Monday, November 2, 2020

Creditors and Debtors

It has long puzzled me that people think that their pensions are secure in face of all the facts to the contrary. Not only are pension funds underfunded at current asset valuations, their assets are greatly inflated in value as well. Yet, no-one seems to care.

All pension funds, private or public, are heavily invested in sovereign debt, which means that future pay-outs are tied directly to the ability of the state to deliver on its promises. However, a state that's trillions of dollars in debt will never pay back what it owes. No sophisticated maths is required to figure that out. Yet, many counter this argument with the proposition that sovereign debt is money that we owe to ourselves, and therefore not a problem. But this argument is lame for at least two reasons:

  1. It assumes that the state and the people invested in pension funds are the same individuals.
  2. It fails to recognize that money is not in itself savings.
The state is not equivalent to future pensioners, and money is merely an alias for real savings. Sovereign debt is tied to future tax revenues, which are not going to increase as long as there's no real savings in terms of durable goods and productive manufacturing capacity.

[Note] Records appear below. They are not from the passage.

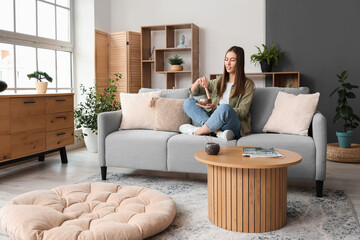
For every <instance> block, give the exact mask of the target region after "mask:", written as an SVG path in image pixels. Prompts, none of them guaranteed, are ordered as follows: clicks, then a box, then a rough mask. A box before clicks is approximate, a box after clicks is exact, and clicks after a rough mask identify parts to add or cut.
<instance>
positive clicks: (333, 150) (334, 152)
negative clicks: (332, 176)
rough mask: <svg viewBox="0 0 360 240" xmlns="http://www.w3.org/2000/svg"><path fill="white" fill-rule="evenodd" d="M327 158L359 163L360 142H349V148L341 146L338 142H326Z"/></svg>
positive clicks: (346, 162) (352, 162) (333, 160)
mask: <svg viewBox="0 0 360 240" xmlns="http://www.w3.org/2000/svg"><path fill="white" fill-rule="evenodd" d="M326 155H327V156H326V158H327V160H331V161H335V162H346V163H360V144H355V143H353V144H351V148H341V147H339V143H328V144H327V154H326Z"/></svg>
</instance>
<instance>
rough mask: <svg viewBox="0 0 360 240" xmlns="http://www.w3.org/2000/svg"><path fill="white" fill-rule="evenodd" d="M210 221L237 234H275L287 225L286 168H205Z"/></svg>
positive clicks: (286, 194)
mask: <svg viewBox="0 0 360 240" xmlns="http://www.w3.org/2000/svg"><path fill="white" fill-rule="evenodd" d="M208 198H209V220H210V221H211V222H212V223H214V224H215V225H217V226H219V227H222V228H225V229H228V230H232V231H237V232H246V233H255V232H268V231H274V230H276V229H279V228H281V227H283V226H284V225H285V224H286V207H287V205H286V204H287V167H281V168H270V169H247V168H244V169H243V168H230V167H219V166H213V165H208Z"/></svg>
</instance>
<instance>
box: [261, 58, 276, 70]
mask: <svg viewBox="0 0 360 240" xmlns="http://www.w3.org/2000/svg"><path fill="white" fill-rule="evenodd" d="M273 65H274V61H272V60H271V61H270V64H268V63H267V61H266V60H263V61H260V66H261V71H262V72H272V67H273Z"/></svg>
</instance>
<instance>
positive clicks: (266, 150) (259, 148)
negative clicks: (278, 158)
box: [243, 147, 284, 158]
mask: <svg viewBox="0 0 360 240" xmlns="http://www.w3.org/2000/svg"><path fill="white" fill-rule="evenodd" d="M243 156H246V157H252V158H256V157H284V156H283V155H282V154H281V153H279V152H278V151H276V150H275V149H274V148H265V147H243Z"/></svg>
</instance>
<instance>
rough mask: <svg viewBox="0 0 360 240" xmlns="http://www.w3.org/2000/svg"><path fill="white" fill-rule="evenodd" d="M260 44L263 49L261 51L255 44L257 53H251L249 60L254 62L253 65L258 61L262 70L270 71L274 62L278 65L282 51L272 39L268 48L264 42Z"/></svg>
mask: <svg viewBox="0 0 360 240" xmlns="http://www.w3.org/2000/svg"><path fill="white" fill-rule="evenodd" d="M262 46H263V48H264V50H263V51H261V49H260V48H259V47H258V46H255V47H256V48H257V49H258V53H257V54H253V55H251V56H250V60H251V62H252V63H255V65H256V64H257V63H260V66H261V71H262V72H271V71H272V68H273V65H274V63H275V65H276V66H278V65H279V59H280V57H281V56H282V55H284V53H283V52H282V51H281V50H280V48H277V47H275V46H274V41H272V42H271V47H270V48H268V47H267V46H266V45H265V44H262Z"/></svg>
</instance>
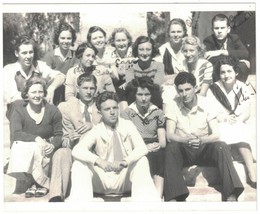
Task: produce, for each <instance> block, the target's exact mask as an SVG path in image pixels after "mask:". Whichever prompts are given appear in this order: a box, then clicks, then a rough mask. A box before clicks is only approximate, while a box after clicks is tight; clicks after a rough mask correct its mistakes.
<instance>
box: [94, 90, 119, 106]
mask: <svg viewBox="0 0 260 214" xmlns="http://www.w3.org/2000/svg"><path fill="white" fill-rule="evenodd" d="M107 100H114V101H116V102H117V103H119V98H118V95H117V94H116V93H115V92H112V91H104V92H102V93H101V94H99V95H98V97H97V99H96V106H97V109H98V110H99V111H100V110H101V104H102V103H104V102H106V101H107Z"/></svg>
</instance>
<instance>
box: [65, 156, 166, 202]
mask: <svg viewBox="0 0 260 214" xmlns="http://www.w3.org/2000/svg"><path fill="white" fill-rule="evenodd" d="M71 179H72V187H71V192H70V197H69V200H68V201H69V202H87V201H92V199H93V197H94V196H93V193H94V192H95V193H100V194H112V193H114V194H121V193H124V192H129V191H131V201H133V202H140V201H141V202H143V201H146V202H151V201H158V202H159V201H161V199H160V196H159V194H158V192H157V190H156V188H155V186H154V183H153V180H152V178H151V175H150V170H149V164H148V160H147V158H146V157H142V158H141V159H139V160H138V161H137V162H136V163H134V164H132V165H130V166H129V167H127V168H124V169H123V170H122V171H121V172H120V173H119V174H116V173H115V172H105V171H103V170H102V169H101V168H99V167H97V166H93V164H87V163H85V162H81V161H78V160H75V161H74V162H73V165H72V174H71Z"/></svg>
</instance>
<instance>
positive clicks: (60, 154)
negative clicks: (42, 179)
mask: <svg viewBox="0 0 260 214" xmlns="http://www.w3.org/2000/svg"><path fill="white" fill-rule="evenodd" d="M71 166H72V155H71V149H69V148H60V149H58V150H57V151H56V152H55V153H54V155H53V158H52V171H51V180H50V193H49V195H50V197H49V198H50V199H51V198H53V197H55V196H60V197H61V198H62V199H65V196H66V192H67V190H68V184H69V179H70V170H71Z"/></svg>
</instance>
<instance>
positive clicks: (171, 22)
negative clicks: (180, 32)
mask: <svg viewBox="0 0 260 214" xmlns="http://www.w3.org/2000/svg"><path fill="white" fill-rule="evenodd" d="M172 25H180V26H181V27H182V29H183V32H184V34H183V37H185V36H188V33H187V26H186V24H185V22H184V21H183V20H182V19H180V18H174V19H172V20H171V21H170V22H169V23H168V27H167V32H168V34H169V32H170V28H171V26H172Z"/></svg>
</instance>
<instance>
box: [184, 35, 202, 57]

This means that the state will soon default on its promise to pay their debt. Pensioners will feel this either directly through smaller pay-outs or indirectly through monetary inflation. Either way, future pensioners will be sorely disappointed. Their promise of a comfortable retirement will be broken. Only those with savings in gold or silver will coast through this coming crisis with their purchasing power intact. The reason for this is that gold and silver are real savings. They are not tied to the state's ability to pay their debt. Rather, they are a part of the economy of the physical world. They are commodities that will always retain a relatively stable position in the price hierarchy of things.